During the third international Film + Arc Biennale in Graz, Austria, a Relational Architecture piece transformed the courtyard façade of one of Europe's largest military arsenals, the 350 year old Landeszeughaus. "Re:Positioning Fear" used a web site, webcam, 3D trackers, and customized projection technology to connect a very specific instance of Austrian history and architecture with remote and local participants.
The piece was loosely based on the Cathedral's fresco "the Scourges of God", which depicts the three Medieval fears of the people of Graz: the locust plague (which destroyed the fields in 1477), the Black Death (an epidemic that fortunately never had a devastating outbreak in Graz), and the fall of the city to Turkish invaders (which never happened). The fresco, which shows the oldest view of the city, has been ruined by inclement weather and incompetent restoration attempts, but is survived by a reproduction which can be seen at the Landeszeughaus.
Using the fresco as a departure point, "RE:Positioning Fear" related several historical transformations and displacements of Fear, particularly as parts of the world enter a post-industrial, post humanist era.
Re:Positioning Fear had two components:
A program of Internet Relay Chat (IRC) sessions discussing salient "contemporary fears". The IRC sessions featured artists, theorists and critics from all over the world. For a full listing of participants please follow this link.
There were eight sessions with loose thematic backing:
FEAR AT THE END OF GEOGRAPHY - delocality; cultural tectonics; border wormholes; tourist clones; telepresence; refugees and refusées. FEAR AT THE END OF BIOLOGY - body DJs; human genome and other endotaxonomies; microbesoft and biotrademarks; dividuals.
FEAR AT THE END OF ART - We tried, we failed; retrofunding; the search for otherception.
FEAR AT THE END OF ECONOMICS - market correctness; market police; market violence; market envy.
FEAR AT THE END OF ARCHITECTURE - vampire buildings; special effects home; architact; site-specific isn't; the internal exterior; domesticity. FEAR AT THE END OF TECHNOLOGY - microsoft; baby walkmans; persistance of the humanist cyborg; all intelligence is artificial.

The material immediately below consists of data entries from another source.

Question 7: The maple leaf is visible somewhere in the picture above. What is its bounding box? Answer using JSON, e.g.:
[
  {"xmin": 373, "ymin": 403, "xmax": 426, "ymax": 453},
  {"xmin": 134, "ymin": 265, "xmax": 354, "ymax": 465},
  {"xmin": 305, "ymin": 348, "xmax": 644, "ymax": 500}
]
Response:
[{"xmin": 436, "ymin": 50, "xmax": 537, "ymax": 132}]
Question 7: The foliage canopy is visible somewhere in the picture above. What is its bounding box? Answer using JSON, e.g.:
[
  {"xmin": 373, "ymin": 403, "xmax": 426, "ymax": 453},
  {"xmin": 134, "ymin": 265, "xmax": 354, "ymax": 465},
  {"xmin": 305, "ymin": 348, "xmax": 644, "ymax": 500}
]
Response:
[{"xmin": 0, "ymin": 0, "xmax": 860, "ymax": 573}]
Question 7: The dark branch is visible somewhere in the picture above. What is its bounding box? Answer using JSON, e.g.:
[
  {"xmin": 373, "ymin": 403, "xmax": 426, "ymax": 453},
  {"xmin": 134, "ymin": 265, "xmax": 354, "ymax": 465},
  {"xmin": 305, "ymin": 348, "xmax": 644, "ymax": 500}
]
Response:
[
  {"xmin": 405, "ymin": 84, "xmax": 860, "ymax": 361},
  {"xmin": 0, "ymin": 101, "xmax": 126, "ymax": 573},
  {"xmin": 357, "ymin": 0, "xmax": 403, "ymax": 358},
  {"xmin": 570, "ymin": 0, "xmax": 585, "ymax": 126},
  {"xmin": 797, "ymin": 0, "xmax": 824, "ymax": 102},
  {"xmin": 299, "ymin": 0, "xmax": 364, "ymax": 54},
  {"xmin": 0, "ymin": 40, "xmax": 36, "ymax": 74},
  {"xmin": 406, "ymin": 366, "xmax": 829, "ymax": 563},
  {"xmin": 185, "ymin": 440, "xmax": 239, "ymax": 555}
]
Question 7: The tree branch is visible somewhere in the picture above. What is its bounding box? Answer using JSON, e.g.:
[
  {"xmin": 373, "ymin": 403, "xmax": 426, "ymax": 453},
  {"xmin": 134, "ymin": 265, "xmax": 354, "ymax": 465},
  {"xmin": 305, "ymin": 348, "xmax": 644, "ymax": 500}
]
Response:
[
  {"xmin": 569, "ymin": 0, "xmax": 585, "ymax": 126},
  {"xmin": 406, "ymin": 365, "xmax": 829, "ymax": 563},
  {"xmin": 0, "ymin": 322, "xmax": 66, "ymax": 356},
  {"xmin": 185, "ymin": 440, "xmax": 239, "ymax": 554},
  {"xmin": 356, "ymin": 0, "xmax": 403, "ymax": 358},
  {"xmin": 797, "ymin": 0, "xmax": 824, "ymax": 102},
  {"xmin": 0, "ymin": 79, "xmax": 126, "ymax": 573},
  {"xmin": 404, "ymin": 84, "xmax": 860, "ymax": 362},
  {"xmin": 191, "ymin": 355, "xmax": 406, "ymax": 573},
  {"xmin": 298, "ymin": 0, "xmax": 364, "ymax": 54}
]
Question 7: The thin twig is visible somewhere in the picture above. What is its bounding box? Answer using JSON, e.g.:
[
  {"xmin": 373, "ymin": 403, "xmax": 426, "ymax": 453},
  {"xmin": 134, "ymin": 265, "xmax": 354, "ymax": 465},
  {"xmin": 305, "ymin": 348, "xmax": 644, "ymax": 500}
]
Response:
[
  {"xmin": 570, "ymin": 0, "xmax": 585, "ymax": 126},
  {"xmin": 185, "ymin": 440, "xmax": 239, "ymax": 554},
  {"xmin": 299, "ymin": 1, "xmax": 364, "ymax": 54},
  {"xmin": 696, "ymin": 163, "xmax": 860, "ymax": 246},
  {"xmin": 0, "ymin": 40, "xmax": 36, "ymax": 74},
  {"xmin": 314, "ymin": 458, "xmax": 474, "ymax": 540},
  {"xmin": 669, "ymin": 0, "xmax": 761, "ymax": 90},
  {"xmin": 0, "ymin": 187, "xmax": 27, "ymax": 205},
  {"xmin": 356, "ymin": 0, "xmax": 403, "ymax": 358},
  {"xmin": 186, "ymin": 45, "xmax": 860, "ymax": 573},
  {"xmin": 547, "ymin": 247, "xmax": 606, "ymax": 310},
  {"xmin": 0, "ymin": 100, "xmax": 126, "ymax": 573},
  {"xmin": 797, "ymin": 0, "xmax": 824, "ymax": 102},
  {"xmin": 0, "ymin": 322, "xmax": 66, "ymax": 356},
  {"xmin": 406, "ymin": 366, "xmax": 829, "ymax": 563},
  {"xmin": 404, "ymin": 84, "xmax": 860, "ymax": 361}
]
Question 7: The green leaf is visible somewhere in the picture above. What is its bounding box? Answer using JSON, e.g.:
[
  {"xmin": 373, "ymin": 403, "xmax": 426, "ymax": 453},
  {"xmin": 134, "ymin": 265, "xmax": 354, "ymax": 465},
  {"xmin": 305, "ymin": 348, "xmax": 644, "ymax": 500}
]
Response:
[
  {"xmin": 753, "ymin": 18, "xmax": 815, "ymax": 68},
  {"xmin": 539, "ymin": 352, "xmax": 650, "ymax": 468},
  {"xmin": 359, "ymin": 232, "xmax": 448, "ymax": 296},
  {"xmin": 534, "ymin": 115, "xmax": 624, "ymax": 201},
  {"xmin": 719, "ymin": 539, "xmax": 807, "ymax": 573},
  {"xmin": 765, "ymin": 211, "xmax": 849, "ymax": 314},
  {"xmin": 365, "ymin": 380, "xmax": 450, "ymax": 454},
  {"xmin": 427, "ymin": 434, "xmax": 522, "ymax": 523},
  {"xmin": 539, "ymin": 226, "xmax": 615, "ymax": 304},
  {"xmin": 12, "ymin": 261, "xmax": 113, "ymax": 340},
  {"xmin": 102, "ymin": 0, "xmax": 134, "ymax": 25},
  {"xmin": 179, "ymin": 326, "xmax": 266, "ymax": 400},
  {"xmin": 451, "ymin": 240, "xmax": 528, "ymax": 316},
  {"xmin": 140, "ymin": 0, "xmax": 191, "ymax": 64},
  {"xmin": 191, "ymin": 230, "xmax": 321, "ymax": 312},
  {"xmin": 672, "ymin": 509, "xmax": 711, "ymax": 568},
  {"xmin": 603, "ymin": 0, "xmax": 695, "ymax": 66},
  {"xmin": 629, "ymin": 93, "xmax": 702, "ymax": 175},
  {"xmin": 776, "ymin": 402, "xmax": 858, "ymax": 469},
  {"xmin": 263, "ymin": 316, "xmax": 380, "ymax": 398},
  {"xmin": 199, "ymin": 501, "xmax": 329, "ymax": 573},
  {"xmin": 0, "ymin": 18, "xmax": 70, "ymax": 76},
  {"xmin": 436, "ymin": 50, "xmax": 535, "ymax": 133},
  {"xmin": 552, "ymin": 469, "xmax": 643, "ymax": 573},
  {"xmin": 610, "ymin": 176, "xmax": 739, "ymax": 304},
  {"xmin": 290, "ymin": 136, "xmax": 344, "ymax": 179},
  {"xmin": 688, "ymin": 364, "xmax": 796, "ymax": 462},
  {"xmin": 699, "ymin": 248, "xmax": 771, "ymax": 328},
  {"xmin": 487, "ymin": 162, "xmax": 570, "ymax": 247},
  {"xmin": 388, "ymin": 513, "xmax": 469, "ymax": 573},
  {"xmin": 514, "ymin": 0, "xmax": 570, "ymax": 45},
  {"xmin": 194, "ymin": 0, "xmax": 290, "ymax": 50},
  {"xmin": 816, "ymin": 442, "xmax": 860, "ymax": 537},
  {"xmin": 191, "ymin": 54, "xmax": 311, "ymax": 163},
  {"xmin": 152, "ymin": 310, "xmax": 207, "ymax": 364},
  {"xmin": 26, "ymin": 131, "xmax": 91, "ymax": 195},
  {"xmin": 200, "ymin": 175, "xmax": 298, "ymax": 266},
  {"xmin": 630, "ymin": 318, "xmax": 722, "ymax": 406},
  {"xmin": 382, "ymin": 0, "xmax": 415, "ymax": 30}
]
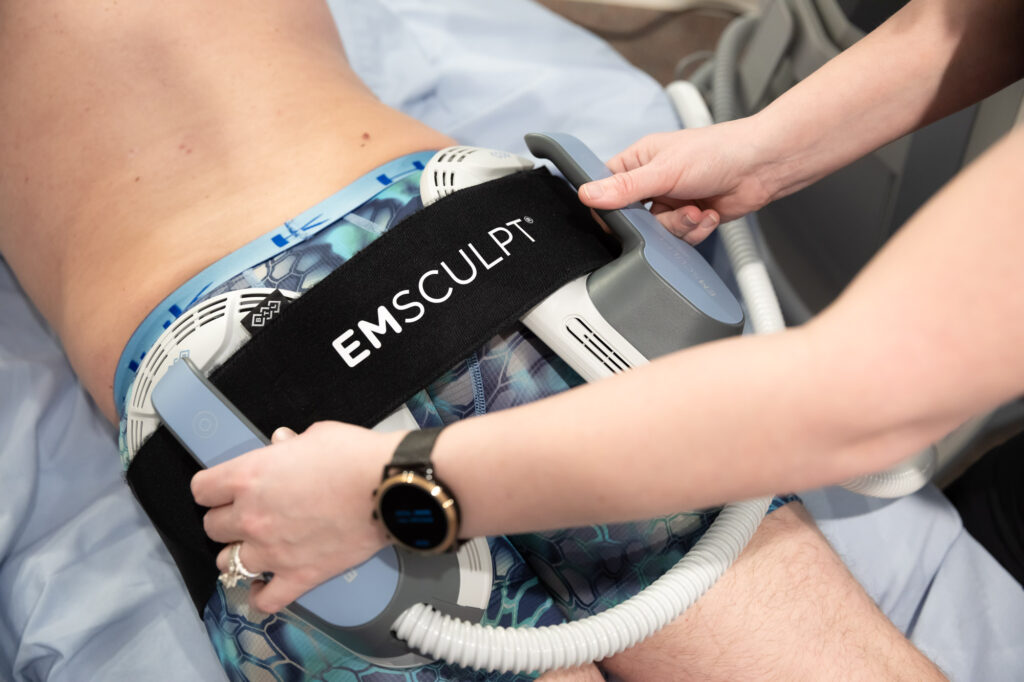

FEAR AT THE END OF THE INTERNET - zero tolerance webmasters; cibernating; "net-set" blood; bandwidth denial; the resistance of content.
FEAR AT THE END OF "THE END" - paranoia and postnoia, St Augustin, apocalapsus, nanohope.
During the Film+Arc Festival, the IRC sessions were projected in real-time on the Zeughaus arsenal's courtyard facade; two Barco 9200 projectors covered a total area of 15 x 20 metres. The building was thus taken over by a deterritorialized, decontextual dialog or "source code". A webcam captured the event every second and allowed the internet participants to see their contributions as they appeared on the building.
The IRC sessions reflected on contemporary fears as decentered, distributed phenomena or "syndromes" more than invasions: global warming, AIDS, terrorism, economic violence, surveillance society, genetic tampering, refugees, etcetera. This mirrored the nature of IRC text which does not have a clear textual "backbone" but it is rather composed of textual "ribs". The proceedings of the IRC sessions, in the form of slightly-edited logs, can be found in the "Re:Positioning Fear" repository, where participants also submitted notes, quotes, and other texts that anchor the discussion on FEAR from the realm of the abstract to very specific instances within geopolitical, architectural, philosophical, biological, etc discussions. (The repository also contained the webcam view of the building as it was transformed during the piece).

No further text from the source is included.